Para a consultora em meio ambiente e gestão fundiária, Brenda Brito, essas fragilidades são potencializadas pela falta de avanço nas demarcações e também porque os órgãos fundiários não possuem um processo que identifique se essas áreas estão sob esse tipo de ocupação prioritária de territórios indígenas.

“Não precisamos mudar a lei de regularização fundiária para fazer justiça com quem aguarda titulação. Precisamos fortalecer a implementação dessa lei no INCRA. E também fortalecer órgãos, como a FUNAI [Fundação Nacional do Índio], para que eles possam promover o ordenamento territorial e agilizar as demandas prioritárias de territórios indígenas, quilombolas e tradicionais”, destaca Brenda Brito. 

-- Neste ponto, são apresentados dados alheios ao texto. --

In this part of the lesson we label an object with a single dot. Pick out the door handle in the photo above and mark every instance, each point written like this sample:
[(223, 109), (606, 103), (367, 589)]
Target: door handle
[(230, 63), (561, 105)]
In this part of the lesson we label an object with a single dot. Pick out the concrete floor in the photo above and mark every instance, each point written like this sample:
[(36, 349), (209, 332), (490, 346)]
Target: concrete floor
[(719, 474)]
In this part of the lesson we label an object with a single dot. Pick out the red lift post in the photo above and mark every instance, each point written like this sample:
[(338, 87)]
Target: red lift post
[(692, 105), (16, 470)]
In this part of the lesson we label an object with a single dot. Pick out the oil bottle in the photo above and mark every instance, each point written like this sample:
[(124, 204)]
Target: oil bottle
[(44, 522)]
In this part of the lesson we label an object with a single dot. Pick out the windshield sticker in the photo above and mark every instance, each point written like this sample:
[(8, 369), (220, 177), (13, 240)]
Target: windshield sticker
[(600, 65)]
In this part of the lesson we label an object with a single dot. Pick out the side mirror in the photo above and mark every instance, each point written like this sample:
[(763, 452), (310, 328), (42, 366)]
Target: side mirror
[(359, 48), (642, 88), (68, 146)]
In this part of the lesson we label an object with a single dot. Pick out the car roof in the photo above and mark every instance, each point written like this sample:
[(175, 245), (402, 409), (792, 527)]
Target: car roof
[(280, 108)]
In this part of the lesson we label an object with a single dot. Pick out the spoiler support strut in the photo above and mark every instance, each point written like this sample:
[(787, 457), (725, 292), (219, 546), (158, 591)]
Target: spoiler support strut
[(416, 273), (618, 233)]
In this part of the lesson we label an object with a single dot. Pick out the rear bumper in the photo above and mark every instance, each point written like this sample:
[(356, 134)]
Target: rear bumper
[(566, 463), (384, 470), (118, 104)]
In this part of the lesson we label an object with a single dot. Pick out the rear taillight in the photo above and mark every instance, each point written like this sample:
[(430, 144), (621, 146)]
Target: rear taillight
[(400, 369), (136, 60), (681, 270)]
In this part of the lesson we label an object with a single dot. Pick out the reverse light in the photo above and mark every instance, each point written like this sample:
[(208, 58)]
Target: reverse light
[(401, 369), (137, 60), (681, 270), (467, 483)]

Em meio às discussões fechadas no Planalto, no final de agosto, os povos indígenas fizeram a maior mobilização do gênero, que reuniu mais de cinco mil pessoas de 117 povos, no Congresso Nacional. Os manifestantes participaram do Acampamento Luta pela Vida (ALV), organizado pela APIB, com o objetivo de resistir e enfrentar a agenda que ameaça suas sobrevivências. 

O assessor político da APIB, Marcos Sabaru, pontua que as ações do Governo não são aleatórias. “Não há iniciativa isolada. Existe um movimento acontecendo, um projeto em curso. Desde o dia 22 de abril de 1500, as caravelas continuam vindo. E se repetem as cenas de pandemia, de mortes. Os personagens mudaram, mas a nação é a mesma.”